Note: It is important to note that parallelize() method acts lazy. Meaning parallelize() method is not actually acted upon until there is an action on the RDD. If there is any modification done to the collection(which we are parallelizing) before the action on the RDD, then when the RDD is acted upon, the modified Collection would be parallelized to RDD, not the Collection with the state you would expect at the program line SparkContext.parallelize(Collection).
Use parallelize() method only when the index of elements does not matter, because once parallelized to partitions, any transformation are done parallelly on partitions.
Examples – Spark Parallelize
In the following examples we shall parallelize a Collection of elements to RDD with specified number of partitions.
Following is a Java Application to demonstrate SparkContext.parallelize()

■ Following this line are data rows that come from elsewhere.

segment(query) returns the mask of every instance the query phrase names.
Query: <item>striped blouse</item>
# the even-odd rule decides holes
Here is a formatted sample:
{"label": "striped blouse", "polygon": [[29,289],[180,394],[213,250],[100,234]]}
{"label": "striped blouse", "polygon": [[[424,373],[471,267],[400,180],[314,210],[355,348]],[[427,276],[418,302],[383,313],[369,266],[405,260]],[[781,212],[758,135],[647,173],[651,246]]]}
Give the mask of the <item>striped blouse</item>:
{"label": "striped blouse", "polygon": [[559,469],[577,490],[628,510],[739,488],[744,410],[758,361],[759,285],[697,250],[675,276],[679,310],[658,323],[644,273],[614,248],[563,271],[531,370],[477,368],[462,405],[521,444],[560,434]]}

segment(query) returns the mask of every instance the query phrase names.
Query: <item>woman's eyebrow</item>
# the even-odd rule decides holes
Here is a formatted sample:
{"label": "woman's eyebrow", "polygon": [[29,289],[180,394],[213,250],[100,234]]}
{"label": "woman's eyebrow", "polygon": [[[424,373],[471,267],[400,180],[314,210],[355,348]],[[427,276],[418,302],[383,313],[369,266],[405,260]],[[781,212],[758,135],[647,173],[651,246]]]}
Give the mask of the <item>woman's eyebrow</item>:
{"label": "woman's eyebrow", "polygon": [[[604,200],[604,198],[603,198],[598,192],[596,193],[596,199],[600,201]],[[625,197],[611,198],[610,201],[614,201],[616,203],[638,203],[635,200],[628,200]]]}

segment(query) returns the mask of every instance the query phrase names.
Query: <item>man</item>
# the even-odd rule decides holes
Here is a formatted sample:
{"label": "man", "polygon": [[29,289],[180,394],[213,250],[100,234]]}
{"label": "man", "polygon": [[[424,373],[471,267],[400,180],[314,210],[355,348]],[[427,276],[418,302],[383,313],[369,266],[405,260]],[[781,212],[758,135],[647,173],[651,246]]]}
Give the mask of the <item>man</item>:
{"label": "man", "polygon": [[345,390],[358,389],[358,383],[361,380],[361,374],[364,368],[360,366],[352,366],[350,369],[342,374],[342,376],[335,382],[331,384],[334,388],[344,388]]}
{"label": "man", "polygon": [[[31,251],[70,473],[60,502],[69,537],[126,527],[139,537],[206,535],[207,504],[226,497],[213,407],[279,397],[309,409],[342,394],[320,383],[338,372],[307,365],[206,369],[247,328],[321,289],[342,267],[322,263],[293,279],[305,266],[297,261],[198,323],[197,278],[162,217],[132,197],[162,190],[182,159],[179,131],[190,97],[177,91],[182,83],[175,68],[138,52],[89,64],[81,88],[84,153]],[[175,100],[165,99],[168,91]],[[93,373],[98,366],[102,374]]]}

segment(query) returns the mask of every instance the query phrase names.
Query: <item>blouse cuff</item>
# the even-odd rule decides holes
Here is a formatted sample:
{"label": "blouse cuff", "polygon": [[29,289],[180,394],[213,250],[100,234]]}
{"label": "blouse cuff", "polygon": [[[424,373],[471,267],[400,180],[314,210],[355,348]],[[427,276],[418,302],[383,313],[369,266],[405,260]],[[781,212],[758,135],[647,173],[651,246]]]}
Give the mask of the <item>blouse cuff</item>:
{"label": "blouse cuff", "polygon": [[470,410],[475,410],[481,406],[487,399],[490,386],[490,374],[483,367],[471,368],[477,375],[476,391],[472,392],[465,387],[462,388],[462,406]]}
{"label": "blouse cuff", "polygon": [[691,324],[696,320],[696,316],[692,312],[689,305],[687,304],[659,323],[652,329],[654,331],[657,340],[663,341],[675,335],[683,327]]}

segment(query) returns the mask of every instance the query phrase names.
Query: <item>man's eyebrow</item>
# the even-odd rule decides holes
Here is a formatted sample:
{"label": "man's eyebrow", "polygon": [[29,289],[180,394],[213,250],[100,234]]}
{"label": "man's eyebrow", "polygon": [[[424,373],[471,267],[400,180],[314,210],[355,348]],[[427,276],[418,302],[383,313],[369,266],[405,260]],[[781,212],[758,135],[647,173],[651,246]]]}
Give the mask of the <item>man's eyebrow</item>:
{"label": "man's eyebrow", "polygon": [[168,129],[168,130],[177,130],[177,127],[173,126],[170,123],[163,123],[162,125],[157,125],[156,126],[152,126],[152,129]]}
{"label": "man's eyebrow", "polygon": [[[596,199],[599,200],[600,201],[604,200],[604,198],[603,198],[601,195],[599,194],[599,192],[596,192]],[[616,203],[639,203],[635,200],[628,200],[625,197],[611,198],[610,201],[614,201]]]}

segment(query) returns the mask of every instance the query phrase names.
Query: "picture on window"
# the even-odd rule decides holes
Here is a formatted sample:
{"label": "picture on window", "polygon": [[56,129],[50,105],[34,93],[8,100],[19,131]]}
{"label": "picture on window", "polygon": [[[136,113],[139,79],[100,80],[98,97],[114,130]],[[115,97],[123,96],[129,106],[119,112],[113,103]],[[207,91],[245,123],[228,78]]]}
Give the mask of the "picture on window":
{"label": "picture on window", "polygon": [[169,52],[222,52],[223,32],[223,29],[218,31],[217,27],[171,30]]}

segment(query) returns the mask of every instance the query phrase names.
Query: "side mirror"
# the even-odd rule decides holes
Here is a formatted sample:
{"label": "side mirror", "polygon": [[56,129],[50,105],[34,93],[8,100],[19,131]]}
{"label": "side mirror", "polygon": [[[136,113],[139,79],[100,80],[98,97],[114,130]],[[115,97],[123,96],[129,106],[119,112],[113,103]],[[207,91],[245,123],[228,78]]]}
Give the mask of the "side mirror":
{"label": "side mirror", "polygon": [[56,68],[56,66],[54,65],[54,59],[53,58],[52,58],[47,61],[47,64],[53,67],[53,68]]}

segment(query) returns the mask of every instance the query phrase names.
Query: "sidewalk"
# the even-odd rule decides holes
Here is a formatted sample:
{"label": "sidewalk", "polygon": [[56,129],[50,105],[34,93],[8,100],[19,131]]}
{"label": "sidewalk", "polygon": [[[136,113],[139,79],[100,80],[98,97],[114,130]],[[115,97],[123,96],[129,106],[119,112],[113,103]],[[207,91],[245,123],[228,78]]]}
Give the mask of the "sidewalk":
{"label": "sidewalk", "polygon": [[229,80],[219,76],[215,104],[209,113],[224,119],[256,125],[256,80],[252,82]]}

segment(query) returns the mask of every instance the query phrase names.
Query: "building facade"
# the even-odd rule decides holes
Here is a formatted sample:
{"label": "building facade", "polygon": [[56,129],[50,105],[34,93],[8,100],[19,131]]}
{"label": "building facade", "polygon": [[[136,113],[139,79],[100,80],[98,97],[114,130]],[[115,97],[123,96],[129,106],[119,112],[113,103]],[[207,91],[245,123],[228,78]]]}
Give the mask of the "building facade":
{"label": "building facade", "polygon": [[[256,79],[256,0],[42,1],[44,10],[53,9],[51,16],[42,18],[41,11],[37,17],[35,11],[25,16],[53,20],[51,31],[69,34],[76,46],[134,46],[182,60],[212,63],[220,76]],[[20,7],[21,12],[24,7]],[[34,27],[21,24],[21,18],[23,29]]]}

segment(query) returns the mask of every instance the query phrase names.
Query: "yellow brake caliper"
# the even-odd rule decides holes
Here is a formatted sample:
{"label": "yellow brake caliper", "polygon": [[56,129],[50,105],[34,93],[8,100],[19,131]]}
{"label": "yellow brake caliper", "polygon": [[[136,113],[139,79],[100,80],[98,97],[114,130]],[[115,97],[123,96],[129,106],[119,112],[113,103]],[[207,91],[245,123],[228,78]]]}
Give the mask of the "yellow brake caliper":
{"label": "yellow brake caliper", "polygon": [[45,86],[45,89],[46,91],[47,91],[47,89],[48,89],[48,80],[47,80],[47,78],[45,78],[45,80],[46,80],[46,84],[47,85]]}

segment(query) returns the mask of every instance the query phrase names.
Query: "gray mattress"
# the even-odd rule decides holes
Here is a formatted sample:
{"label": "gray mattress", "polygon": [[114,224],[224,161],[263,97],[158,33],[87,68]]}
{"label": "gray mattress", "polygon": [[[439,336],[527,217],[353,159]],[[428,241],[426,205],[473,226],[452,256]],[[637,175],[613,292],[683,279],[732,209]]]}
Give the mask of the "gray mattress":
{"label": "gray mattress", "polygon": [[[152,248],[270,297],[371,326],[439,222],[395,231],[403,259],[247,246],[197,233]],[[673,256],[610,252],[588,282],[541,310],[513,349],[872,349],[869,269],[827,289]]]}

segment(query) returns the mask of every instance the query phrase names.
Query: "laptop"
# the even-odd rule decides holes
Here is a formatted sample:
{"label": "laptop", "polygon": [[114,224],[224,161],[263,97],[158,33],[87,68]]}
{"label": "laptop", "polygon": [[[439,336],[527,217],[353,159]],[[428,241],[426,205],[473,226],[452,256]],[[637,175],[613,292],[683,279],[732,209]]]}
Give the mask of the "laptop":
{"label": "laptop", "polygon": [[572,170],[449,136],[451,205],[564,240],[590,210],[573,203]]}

SparkParallelizeExample.java
import java.util.Arrays;
import java.util.List;
import org.apache.spark.SparkConf;
import org.apache.spark.api.java.JavaRDD;
import org.apache.spark.api.java.JavaSparkContext;
import org.apache.spark.api.java.function.VoidFunction;
public class SparkParallelizeExample {
public static void main(String[] args) {
// configure spark
SparkConf sparkConf = new SparkConf().setAppName("Print Elements of RDD")
.setMaster("local[2]").set("spark.executor.memory","2g");
// start a spark context
JavaSparkContext sc = new JavaSparkContext(sparkConf);
// sample collection
List<Integer> collection = Arrays.asList(1, 2, 3, 4, 5, 6, 7, 8, 9, 10);
// parallelize the collection to two partitions
JavaRDD<Integer> rdd = sc.parallelize(collection, 2);
System.out.println("Number of partitions : "+rdd.getNumPartitions());
rdd.foreach(new VoidFunction<Integer>(){
public void call(Integer number) {
System.out.println(number);
}});
}
}
Output
Number of partitions : 2
6
1
7
2
8
3
9
4
10
5
Please observe in the output that, when printing elements of RDD with two partitions, the partitions are acted upon parallelly.

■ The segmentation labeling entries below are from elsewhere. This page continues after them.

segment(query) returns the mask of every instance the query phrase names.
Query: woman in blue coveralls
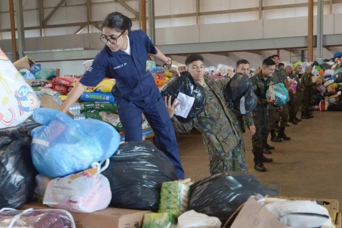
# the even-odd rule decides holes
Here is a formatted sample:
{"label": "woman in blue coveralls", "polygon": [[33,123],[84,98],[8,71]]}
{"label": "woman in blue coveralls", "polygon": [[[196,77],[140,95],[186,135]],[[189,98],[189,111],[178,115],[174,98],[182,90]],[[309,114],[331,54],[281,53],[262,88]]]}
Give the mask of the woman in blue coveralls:
{"label": "woman in blue coveralls", "polygon": [[[105,77],[115,79],[111,92],[126,141],[142,140],[143,113],[155,132],[157,147],[174,164],[178,178],[184,179],[172,124],[154,79],[146,70],[149,53],[169,66],[172,60],[155,47],[146,33],[131,31],[131,19],[119,12],[104,19],[100,39],[106,45],[70,92],[61,111],[66,112],[87,87],[96,86]],[[177,68],[179,71],[186,69],[185,65],[178,63]]]}

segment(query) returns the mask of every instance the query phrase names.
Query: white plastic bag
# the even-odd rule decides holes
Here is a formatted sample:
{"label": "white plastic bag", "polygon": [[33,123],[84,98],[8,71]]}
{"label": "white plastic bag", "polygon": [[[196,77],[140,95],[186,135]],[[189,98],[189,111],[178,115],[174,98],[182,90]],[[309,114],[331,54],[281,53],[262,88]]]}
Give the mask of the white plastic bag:
{"label": "white plastic bag", "polygon": [[210,217],[206,214],[196,212],[194,210],[187,211],[178,217],[177,228],[187,228],[196,226],[221,227],[222,223],[216,217]]}
{"label": "white plastic bag", "polygon": [[91,213],[108,207],[111,200],[109,182],[100,173],[105,170],[94,162],[92,168],[64,177],[54,179],[48,184],[44,204],[75,212]]}
{"label": "white plastic bag", "polygon": [[45,194],[45,191],[48,187],[48,184],[53,179],[49,177],[38,174],[35,176],[35,189],[34,193],[37,196],[38,202],[43,203],[43,200]]}
{"label": "white plastic bag", "polygon": [[17,126],[39,107],[35,93],[0,49],[0,129]]}

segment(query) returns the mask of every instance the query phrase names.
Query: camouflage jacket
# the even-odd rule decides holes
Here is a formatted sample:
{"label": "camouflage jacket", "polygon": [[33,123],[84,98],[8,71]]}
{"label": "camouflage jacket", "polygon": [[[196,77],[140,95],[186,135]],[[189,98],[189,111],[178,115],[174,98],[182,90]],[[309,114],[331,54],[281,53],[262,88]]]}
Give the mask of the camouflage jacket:
{"label": "camouflage jacket", "polygon": [[267,77],[264,80],[262,71],[251,79],[253,87],[253,91],[257,98],[255,110],[260,110],[260,109],[265,108],[267,107],[267,98],[266,91],[269,89],[271,83],[274,84],[273,78]]}
{"label": "camouflage jacket", "polygon": [[316,85],[315,82],[313,83],[311,82],[311,77],[313,76],[313,74],[310,73],[310,75],[308,75],[307,73],[303,73],[303,75],[301,75],[301,86],[305,87],[305,89],[308,90],[311,90],[313,86]]}
{"label": "camouflage jacket", "polygon": [[242,143],[242,132],[235,114],[226,107],[222,95],[222,90],[230,79],[205,81],[203,89],[206,103],[203,111],[187,123],[180,123],[175,117],[171,120],[177,132],[184,133],[194,127],[198,130],[202,134],[205,146],[211,155],[209,158],[222,159]]}
{"label": "camouflage jacket", "polygon": [[272,81],[275,84],[284,83],[284,80],[287,80],[287,76],[284,69],[276,69],[272,76]]}
{"label": "camouflage jacket", "polygon": [[295,73],[292,73],[291,74],[289,75],[289,77],[291,79],[293,79],[296,82],[297,82],[297,87],[296,87],[296,91],[300,91],[300,81],[299,81],[299,78],[298,78],[298,76]]}

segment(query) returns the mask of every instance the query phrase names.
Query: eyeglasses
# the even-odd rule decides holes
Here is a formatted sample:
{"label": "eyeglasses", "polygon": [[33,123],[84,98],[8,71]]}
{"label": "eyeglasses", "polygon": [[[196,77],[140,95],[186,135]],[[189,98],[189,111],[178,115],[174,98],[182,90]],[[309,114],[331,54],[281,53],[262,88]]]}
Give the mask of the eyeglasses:
{"label": "eyeglasses", "polygon": [[[101,36],[100,37],[100,40],[103,43],[107,44],[107,42],[109,42],[110,44],[116,44],[118,41],[118,39],[121,36],[121,35],[124,34],[124,32],[125,32],[125,31],[123,32],[121,32],[121,33],[119,35],[119,36],[117,37],[110,37],[109,38],[106,38],[103,36]],[[101,35],[102,35],[103,34]]]}

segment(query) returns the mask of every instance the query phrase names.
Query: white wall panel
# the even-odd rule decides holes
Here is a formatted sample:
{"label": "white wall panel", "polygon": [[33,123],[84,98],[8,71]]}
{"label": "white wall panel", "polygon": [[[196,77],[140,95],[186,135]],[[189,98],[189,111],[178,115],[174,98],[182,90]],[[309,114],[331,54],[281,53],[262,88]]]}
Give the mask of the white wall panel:
{"label": "white wall panel", "polygon": [[[53,9],[48,9],[44,10],[44,18],[52,12]],[[61,8],[59,10],[56,12],[48,21],[48,25],[59,24],[68,23],[67,17],[66,14],[66,8],[65,7]]]}
{"label": "white wall panel", "polygon": [[112,1],[103,4],[94,4],[92,6],[92,20],[94,21],[102,21],[106,16],[112,12],[117,11],[118,4]]}
{"label": "white wall panel", "polygon": [[[40,36],[41,33],[39,29],[26,30],[25,31],[25,37],[30,38],[32,37]],[[25,44],[25,45],[26,44]]]}
{"label": "white wall panel", "polygon": [[[342,14],[334,15],[334,33],[342,33],[342,26],[341,26],[340,23],[341,21],[342,21]],[[341,41],[342,41],[342,37],[341,37]]]}
{"label": "white wall panel", "polygon": [[334,4],[332,6],[333,14],[342,13],[342,4]]}
{"label": "white wall panel", "polygon": [[199,43],[199,26],[157,28],[156,39],[156,45]]}
{"label": "white wall panel", "polygon": [[11,21],[10,21],[9,13],[3,13],[0,14],[0,28],[11,28]]}
{"label": "white wall panel", "polygon": [[39,16],[37,10],[25,11],[23,13],[25,27],[39,26]]}
{"label": "white wall panel", "polygon": [[87,6],[79,6],[66,8],[67,23],[87,21]]}
{"label": "white wall panel", "polygon": [[[8,2],[8,1],[7,2]],[[38,1],[35,0],[23,0],[23,9],[24,10],[36,9],[38,8],[37,2]],[[15,4],[15,2],[14,3]]]}
{"label": "white wall panel", "polygon": [[259,39],[262,39],[262,21],[200,25],[200,42]]}

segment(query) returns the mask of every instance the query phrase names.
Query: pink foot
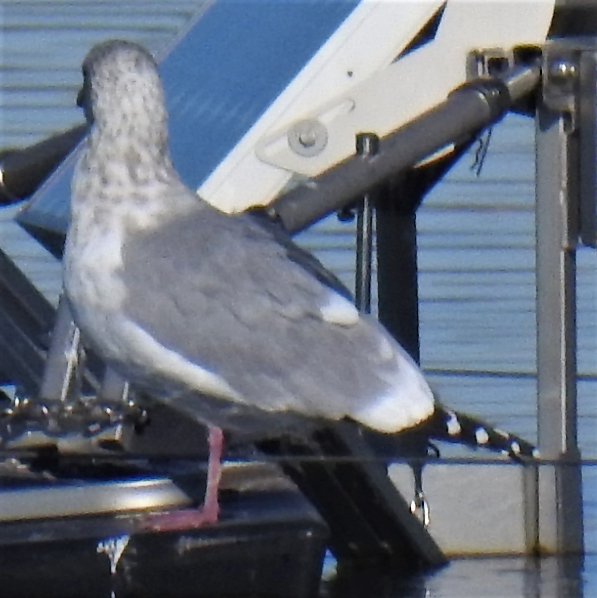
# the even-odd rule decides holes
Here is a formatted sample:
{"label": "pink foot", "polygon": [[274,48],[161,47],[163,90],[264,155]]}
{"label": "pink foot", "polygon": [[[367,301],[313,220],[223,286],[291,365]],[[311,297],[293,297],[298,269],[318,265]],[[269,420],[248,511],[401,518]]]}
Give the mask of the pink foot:
{"label": "pink foot", "polygon": [[224,434],[219,428],[209,426],[209,457],[205,498],[200,509],[180,509],[158,513],[148,513],[140,518],[142,529],[155,532],[196,529],[218,523],[220,505],[218,490],[222,477],[222,448]]}

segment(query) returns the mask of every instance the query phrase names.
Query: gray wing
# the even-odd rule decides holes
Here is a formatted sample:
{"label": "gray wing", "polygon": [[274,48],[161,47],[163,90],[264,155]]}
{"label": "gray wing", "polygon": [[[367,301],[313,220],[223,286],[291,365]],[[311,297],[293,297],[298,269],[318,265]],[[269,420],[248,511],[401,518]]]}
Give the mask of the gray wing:
{"label": "gray wing", "polygon": [[376,412],[373,427],[424,419],[431,393],[401,347],[359,317],[315,258],[279,240],[250,217],[209,207],[128,235],[126,317],[261,408],[371,425],[360,414],[402,386],[416,396],[393,402],[391,425]]}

In the following example, we will not specify the number of partitions to parallelize() method.
ParallelizeExample.java
import java.util.Arrays;
import java.util.List;
import org.apache.spark.SparkConf;
import org.apache.spark.api.java.JavaRDD;
import org.apache.spark.api.java.JavaSparkContext;
import org.apache.spark.api.java.function.VoidFunction;
public class ParallelizeExample {
public static void main(String[] args) {
// configure spark
SparkConf sparkConf = new SparkConf().setAppName("Print Elements of RDD")
.setMaster("local[4]").set("spark.executor.memory","2g");
// start a spark context
JavaSparkContext sc = new JavaSparkContext(sparkConf);
// sample collection
List<Integer> collection = Arrays.asList(1, 2, 3, 4, 5, 6, 7, 8, 9, 10);
// parallelize the collection to two partitions
JavaRDD<Integer> rdd = sc.parallelize(collection);
System.out.println("Number of partitions : "+rdd.getNumPartitions());
rdd.foreach(new VoidFunction<Integer>(){
public void call(Integer number) {
System.out.println(number);
}});
}
}
When Number of Partitions is not specified, it takes into account, the number of threads you mentioned while configuring your Spark Master. (setMaster(local[4]) where master can use 4 threads) .
Conclusion
In this Spark Tutorial – Spark Parallelize, we have learnt how to parallelize a collection to distributed dataset (RDD) in driver program.